Erfolg mit Globalisierung

Gespräch mit Hans-Hugo Miebach zum 100-jährigen Bestehen der Unternehmensgruppe

30.05.2007 / Lesedauer: 3 min

Herr Miebach, Sie sind seit mehr als 40 Jahren Chef. Lernt man als Unternehmer mehr in Krisenzeiten, oder wenn es rund läuft? Miebach: Eher in den schlechten Zeiten, weil man sich da besonders anstrengen muss. Und in welcher Phase befindet sich das Unternehmen gerade? Miebach : Der Maschinenbau in Deutschland brummt. Das ist bei uns im Bereich der Laser-Bandschweißmaschinen nicht anders. Die Auftragsbücher sind voll, der Export läuft hervorragend. Und in den anderen Bereichen? Miebach: Beim Schaltanlagenbau läuft es einigermaßen. Das hört sich nicht euphorisch an. Miebach: Die Liberalisierung der Strommärkte sorgt für einen starken Wettbewerb. Die großen Energieversorger müssen die großen Anlagen europaweit ausschreiben. Das drückt die Preise.
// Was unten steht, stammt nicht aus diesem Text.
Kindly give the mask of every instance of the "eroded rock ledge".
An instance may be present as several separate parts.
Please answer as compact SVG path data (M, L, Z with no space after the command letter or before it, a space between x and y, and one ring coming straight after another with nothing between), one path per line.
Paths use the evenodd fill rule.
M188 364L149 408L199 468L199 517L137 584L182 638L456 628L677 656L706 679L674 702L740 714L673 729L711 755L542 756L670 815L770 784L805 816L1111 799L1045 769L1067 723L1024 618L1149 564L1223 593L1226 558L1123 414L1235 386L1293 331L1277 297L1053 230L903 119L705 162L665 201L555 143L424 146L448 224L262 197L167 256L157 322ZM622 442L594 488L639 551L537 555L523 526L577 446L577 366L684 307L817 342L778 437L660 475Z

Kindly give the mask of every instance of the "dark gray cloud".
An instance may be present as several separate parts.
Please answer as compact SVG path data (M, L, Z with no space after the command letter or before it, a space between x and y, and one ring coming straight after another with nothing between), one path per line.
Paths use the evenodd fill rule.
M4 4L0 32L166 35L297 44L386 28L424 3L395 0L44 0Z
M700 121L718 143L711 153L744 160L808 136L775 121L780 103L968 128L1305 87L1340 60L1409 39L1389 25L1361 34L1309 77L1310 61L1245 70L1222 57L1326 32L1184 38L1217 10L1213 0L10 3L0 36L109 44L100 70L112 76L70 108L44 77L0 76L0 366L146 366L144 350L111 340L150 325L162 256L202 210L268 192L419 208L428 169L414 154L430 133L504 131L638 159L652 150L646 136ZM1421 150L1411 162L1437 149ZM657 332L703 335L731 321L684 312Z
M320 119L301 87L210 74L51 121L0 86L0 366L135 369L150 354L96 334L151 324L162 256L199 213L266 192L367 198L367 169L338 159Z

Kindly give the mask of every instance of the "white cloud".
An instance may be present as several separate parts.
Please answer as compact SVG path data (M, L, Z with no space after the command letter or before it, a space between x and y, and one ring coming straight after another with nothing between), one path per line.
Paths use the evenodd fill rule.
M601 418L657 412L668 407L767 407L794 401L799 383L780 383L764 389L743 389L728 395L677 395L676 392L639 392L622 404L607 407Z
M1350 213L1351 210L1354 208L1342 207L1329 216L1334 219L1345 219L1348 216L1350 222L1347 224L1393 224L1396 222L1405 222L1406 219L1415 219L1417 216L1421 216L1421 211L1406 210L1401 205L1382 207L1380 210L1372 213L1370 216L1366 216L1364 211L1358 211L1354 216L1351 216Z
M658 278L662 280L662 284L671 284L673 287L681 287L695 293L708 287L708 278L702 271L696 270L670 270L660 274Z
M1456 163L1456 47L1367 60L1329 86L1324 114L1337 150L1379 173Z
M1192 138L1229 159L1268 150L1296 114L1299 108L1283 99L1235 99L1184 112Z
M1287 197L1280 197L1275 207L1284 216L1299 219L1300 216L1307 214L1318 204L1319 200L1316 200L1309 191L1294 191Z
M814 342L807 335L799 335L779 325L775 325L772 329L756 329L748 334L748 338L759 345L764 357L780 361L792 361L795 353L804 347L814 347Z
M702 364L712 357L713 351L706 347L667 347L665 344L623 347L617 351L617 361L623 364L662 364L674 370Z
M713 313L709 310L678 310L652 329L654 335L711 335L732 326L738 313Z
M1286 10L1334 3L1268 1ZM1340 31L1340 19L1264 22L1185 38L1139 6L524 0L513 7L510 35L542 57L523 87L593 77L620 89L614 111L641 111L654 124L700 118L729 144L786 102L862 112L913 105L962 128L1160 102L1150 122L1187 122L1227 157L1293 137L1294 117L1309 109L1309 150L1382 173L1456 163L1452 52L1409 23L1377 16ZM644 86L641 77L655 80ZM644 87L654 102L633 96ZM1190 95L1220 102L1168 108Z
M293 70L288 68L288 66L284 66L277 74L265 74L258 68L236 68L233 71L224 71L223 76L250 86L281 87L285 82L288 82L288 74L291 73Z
Und wie sieht es bei der Reparatur von Motoren und Transformatoren aus? Miebach: Das ist unsere kleinste Sparte, die sich aber ihre Marktposition gesichert hat. Sie sind stark exportorientiert. Bei den Schweißmaschinen liegt der Anteil sogar bei 80 Prozent. Dank der Globalisierung machen Sie also gute Geschäfte. Miebach: Die Globalisierung ist für uns ein gewohntes Geschäft. Ohne sie gäbe es den boomenden Maschinenbau gar nicht. Miebach hat im übrigen schon in den 50er Jahren die erste Fahrradschweißmaschine nach Italien exportiert. Aber die Globalisierung birgt auch Risiken... Miebach: Sicherlich. Man ist zum Beispiel abhängig von der politischen Großwetterlage. Mitte der 70er Jahre haben wir zum Beispiel einen Großauftrag über 10 Mio. DM für zwei Schweißmaschinen bekommen. Dann kam es in China zu einem politischen Umbruch, der Auftrag wurde storniert. Schließlich konnten wir erreichen, dass wir ihn doch noch ausgeführt haben, wenn auch mit Verzögerung. Gibt oder gab es Überlegungen, Produktion ins billigere Ausland zu verlagern? Miebach: Als Unternehmer muss man immer überlegen, was man tun kann, um konkurrenzfähig zu bleiben. Aber wir sind der Überzeugung, dass bei uns vor Ort das technische Know-how sitzt und dass wir am besten von Deutschland aus unsere Hochtechnologie liefern können. Mögliche Kostenvorteile im Ausland würden durch andere Faktoren wieder verloren gehen. Herr Miebach, wie definieren Sie die Verantwortung des Unternehmers? Miebach: Der oberste Wert ist der Erhalt des Unternehmens. Damit geht die Sicherung der Arbeitsplätze einher.